O que mais me impressiona na "questão"
Shakespeare é que se tenha tido a ideia de inventá-la.
Sim, confesso, isso me aborrece.
O leitor dirá que não tenho razão, e que meu
descontentamento indica um espírito pouco objetivo. Dir-se-ia ainda que no dia
em que a erudição tiver demonstrado que o autor das peças atribuídas a
Shakespeare não é o personagem até então chamado Shakespeare, mas um outro
senhor, serei obrigado a acreditar.
Sim. Inclinar-me-ei diante desse fato brutal, mas
com uma perfeita indiferença. O que me interessa aqui, e com toda certeza há de
sempre me interessar, é a obra e não o homem, são as peças (que eu as admiro no
palco ou simplesmente lendo-as), os dramas e não a identidade mundana de seu
autor. Percebe-se o alcance desta distinção. Respeito o autor, pois tenho-o por
um dos gênios mais completos e harmoniosos da humanidade, tendo sido a fonte de
onde nasceu o rio imenso de tragédias, dramas, "feerias” , esse jorro
infinito de lirismo. Mas ao estado civil desse autor, seu traje humano, se
assim posso dizer, às aparências corporais em que o destino encerrou esta alma
prodigiosa, não presto nenhuma atenção, não dou nenhuma importância. Os
eruditos, que, com uma paciência pasmosa, estão, desde muitos anos, a chicanar
sobre os textos para estabelecer que Shakespeare não era Shakespeare,
parecem-me desprovidos, num grão elevado, de senso literário. Evidentemente
esse trabalho lhes é um divertimento, faz-lhes passar o tempo, esse tempo que
têm de sobra, não tendo mais que fazer senão classificar fichas. Mas nós, o público,
o que nos importa no fundo?
E, em primeiro lugar, nada há de menos provado de
que essa não-identidade de Shakespeare. Eu bem sei; existe uma cópia formidável
de argumentos. O seu conjunto, porém, impressiona sem convencer. Há algo de
intencional em tudo isso, uma espécie de intimação. Querem nos envergonhar da
nossa opinião, da nossa boa velha opinião, cândida e tradicional, como se fosse
completamente idiota o fato de pensar que um simples ator pudesse ter um
tamanho gênio poético.
Entretanto, não se chega a um acordo sobre a
individualidade que convém substituir ao ilustre cômico. A tese Stanley, hábil
e minuciosamente defendida, permanece plausível e nada mais. A tese Bacon,
extraordinária de complicação como um romance-folhetim, conclui de modo tão
absurdo que nos põem estupefatos.
Não é por preguiça de espírito que me inclino para a
hipótese tradicional. Eu a rejeitaria de boa vontade se a reconhecesse falsa.

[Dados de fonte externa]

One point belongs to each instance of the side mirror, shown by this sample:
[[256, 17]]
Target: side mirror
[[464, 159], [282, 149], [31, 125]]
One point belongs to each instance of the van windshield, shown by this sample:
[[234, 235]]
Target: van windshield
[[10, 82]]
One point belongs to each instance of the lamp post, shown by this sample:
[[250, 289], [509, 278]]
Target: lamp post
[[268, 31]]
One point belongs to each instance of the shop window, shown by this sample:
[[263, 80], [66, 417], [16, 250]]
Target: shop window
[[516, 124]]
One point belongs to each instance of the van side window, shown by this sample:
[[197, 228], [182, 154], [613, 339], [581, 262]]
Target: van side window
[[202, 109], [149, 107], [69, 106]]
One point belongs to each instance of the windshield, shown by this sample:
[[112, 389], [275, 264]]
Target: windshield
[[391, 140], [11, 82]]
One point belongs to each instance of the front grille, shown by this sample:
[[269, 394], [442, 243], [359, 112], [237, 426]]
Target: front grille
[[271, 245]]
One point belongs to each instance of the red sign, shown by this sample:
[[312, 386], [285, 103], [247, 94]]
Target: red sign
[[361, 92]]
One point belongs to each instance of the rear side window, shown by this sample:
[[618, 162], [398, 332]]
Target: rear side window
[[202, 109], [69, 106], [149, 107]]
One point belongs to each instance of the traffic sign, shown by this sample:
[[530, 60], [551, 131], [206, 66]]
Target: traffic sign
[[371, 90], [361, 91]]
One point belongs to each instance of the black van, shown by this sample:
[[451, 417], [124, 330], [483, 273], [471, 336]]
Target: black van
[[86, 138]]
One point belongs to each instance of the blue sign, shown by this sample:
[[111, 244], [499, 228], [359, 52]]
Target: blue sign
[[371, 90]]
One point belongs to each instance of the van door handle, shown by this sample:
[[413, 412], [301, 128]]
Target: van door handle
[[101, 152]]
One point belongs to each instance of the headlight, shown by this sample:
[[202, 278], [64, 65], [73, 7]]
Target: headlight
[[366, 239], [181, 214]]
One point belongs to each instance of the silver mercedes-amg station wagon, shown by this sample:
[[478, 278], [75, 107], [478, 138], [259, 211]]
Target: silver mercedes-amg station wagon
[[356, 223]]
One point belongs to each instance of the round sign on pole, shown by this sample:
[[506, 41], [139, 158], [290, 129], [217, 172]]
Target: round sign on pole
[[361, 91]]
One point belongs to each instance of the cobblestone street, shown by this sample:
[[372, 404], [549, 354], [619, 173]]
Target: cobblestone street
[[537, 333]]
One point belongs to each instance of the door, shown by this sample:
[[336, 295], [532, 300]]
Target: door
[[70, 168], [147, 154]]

Todavia, até hoje, é pelo menos tão provável quanto as outras.
Julgo que se proporciona grande prejuízo a
Shakespeare ator, contestando-lhe a paternidade das suas peças, sob pretexto de
que, socialmente, não era digno delas. O gênio sopra onde quer. Por que não
teria visitado aquela cabeça?
É um mistério profundo nascer-se gênio, mistério
análogo ao do primeiro frêmito da vida. Em Stanley ou em Bacon, ele é tão
admirável, tão incompreensível como em Shakespeare; nem mais nem menos. Que
papel representam no caso as considerações acerca da fortuna, da posição, das
viagens diplomáticas? Tudo isso não passa de infantilidades. O gênio tudo
adivinha, sem precisar ver coisa alguma.
Não temos ainda, quase sob os olhos, o exemplo
empolgante de Balzac, a quem um trabalho esmagador e uma vida irrequieta não
permitiam frequentar a décima parte dos personagens que criou, com tão
flagrante realidade? Os homens de simples talento sim, são obrigados a
verificar por eles mesmos aquilo que vão descrever... sob pena de fazerem obra
incolor, incerta, artificial. Quanto aos homens de gênio, é nisso precisamente
que reside a sua força. Sabem tudo desde o berço, e o mais furtivo relance lhes
basta para abranger um fato em conjunto ou compreender um ser até as
profundezas.
O erro fundamental dos exegetas da questão
Shakespeare, consiste em tratar um gênio com os métodos ordinários com que se
explica as manifestações dos simples talentos.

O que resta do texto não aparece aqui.